With the addition of named groups comes the ability to reference a group by name. A reference by name refers to the first matched group with the specified group name.


For example, the below regex matches the number, followed by it's first digit.

(?<digit>[12])[34]\k<digit>

and matches 131, 141, 232, and 242.

For example, the below regex matches the name of a day, followed by the abbreviated version

(?J:(?<Day>Sat)urday|(?<Day>Sun)day)\k<Day>

and matches both SaturdaySat and SundaySun.


Note: the (?J) embedded flag is to allow duplicate names.

By name syntaxes

For a by name reference, the supported syntaxes are the same ones supported by PCRE.

  • \k<name>
  • \k'name'
  • \g{name}
  • \k{name}
  • (?P=name)

Note: the different syntaxes function in exactly the same way.

By group

Referencing by group extends a named reference by adding an occurrence.

Syntax: use one of the by name syntaxes with the name being groupName[occurrence].


The occurrence value starts at 1 and is similar to an array index. It allows specifying a specific group - useful if multiple groups with the same name exist.

For example, group[1] is the first occurrence of group, and group[2] is the second.

Note: if occurrence is greater than the group count group count for the group name, the reference is to a non-existent group.

Relative Occurrence

By Group - Syntax: use one of the by name syntaxes with the name being groupName[occurrence].


If occurrence is less than 0, it is a relative reference, with -1 being the most recent occurrence, -2 being the second most recent, etc.

For example, in the regex (?J)(?<group>1)(?<group>2)\g{group[-1]}, group[-1] refers to the second occurrence of group, with the RegEx matching 122.

Omitting the occurrence

By Group - Syntax: use one of the by name syntaxes with the name being groupName[occurrence].


If the occurrence is zero or omitted, the behavior is identical to if the reference was one by name - the reference refers to the first matched group with the given group name.


For example, (1)\g{[1][0]} is the same as (1)\g{[1]} (which is the same as (1)\g{1}).

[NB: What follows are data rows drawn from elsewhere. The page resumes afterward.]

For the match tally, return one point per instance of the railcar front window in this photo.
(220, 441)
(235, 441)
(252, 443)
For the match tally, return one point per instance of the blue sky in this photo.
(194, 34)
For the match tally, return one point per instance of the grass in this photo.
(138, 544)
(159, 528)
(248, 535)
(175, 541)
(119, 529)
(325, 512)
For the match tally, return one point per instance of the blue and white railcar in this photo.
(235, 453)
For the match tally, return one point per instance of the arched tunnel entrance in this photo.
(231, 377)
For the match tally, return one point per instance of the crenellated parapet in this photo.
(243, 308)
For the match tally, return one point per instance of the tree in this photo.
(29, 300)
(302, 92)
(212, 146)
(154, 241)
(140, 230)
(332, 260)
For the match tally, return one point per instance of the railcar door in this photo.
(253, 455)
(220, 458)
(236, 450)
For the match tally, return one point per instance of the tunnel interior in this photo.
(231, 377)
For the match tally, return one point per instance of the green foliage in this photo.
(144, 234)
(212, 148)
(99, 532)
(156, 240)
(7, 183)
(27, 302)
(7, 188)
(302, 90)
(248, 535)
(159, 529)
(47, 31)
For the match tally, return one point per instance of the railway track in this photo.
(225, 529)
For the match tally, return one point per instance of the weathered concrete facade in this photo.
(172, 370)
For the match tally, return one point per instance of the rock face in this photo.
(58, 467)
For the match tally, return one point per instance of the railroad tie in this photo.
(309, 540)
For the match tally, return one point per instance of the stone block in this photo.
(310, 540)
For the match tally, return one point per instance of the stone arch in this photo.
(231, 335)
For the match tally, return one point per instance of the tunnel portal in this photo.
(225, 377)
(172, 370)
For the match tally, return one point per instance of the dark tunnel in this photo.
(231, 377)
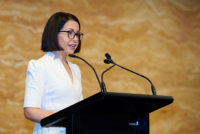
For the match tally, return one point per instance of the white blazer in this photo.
(49, 87)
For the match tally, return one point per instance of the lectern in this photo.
(108, 113)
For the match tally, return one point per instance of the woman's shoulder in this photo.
(37, 63)
(73, 65)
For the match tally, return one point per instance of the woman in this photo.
(52, 82)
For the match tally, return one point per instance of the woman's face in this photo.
(69, 45)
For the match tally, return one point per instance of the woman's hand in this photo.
(36, 114)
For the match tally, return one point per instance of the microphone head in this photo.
(107, 61)
(71, 55)
(108, 56)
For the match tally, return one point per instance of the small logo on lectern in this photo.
(134, 124)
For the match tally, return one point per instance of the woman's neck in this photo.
(60, 55)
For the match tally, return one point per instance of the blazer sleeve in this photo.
(34, 85)
(78, 73)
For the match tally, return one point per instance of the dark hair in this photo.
(54, 24)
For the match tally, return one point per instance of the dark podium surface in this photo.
(108, 113)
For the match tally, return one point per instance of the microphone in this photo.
(103, 86)
(109, 60)
(74, 56)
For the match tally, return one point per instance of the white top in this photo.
(49, 87)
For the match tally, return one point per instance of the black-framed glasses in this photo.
(72, 34)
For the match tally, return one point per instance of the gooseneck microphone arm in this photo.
(103, 86)
(109, 60)
(74, 56)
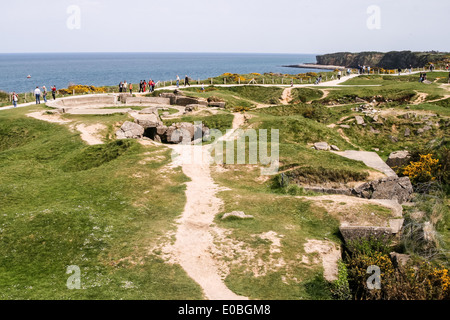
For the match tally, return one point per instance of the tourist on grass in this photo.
(44, 93)
(152, 85)
(54, 92)
(15, 98)
(37, 94)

And for named groups, (?'name'1)\g{name[0]} is the same as (?'name'1)\g{name}.

By group - by number

By Group - Syntax: use one of the by name syntaxes with the name being groupName[occurrence].


The by group syntax allows referring to a group by number.

[groupNumber][occurrence]

In this case, the groupName is the group number surrounded by square brackets. The reference looks like an array index, with the name omitted.


This syntax is useful if you want to refer to a specific branch in a branch reset pattern.

For example, the regex

(?|(0x[[:xdigit:]]++)|(\d++)) (?([1][1])hex|dec)

will match a hexadecimal number, followed by a space and the word hex, or a decimal number, followed by a space and the word dec - matches include 0x123 hex and 456 dec.

Note: you can specify a relative reference by specifying a negative group number.

Forward references

A forward reference is a reference to a group that hasn't yet occurred (but does occur later in the pattern).

In Java 1.5, only forward references to the next group are valid. For example, the regex \1(1) is valid, but \2(1)(2) will throw a PatternSyntaxException. PatternSyntaxException.


Java 1.6+ supports forward references to groups 1 through 9; however, currently, there is no way to refer to groups above 9.

If there is a forward reference to the 10th capture group (or higher), a PatternSyntaxException PatternSyntaxException is throw to indicate the error.

For example, the pattern ()()()()()()()()()(?:\g10a|(a)) has a forward reference \g10, and will throw a PatternSyntaxException.

Nested references

A nested reference is a back reference inside the capturing group that it references,

(\1two|(one))+.


Nested references are fully supported by Java, even for groups 10 and up,

()()()()()()()()()(\g10two|(one))+.


Both of these RegExes match, for example, oneonetwo.

Non-existent groups

By default, a back reference to a non-existent group will not thrown an exception, but if encountered will always fail (resulting in backtracking).

Verify groups flag

If the VERIFY_GROUPS flag is set when compiling a Pattern, a PatternSyntaxException will be thrown if a back reference refers to a non-existent group, whereas, by default, no exception is thrown.

By setting this flag, you can verify, at compile time, that all back references refer to existing groups.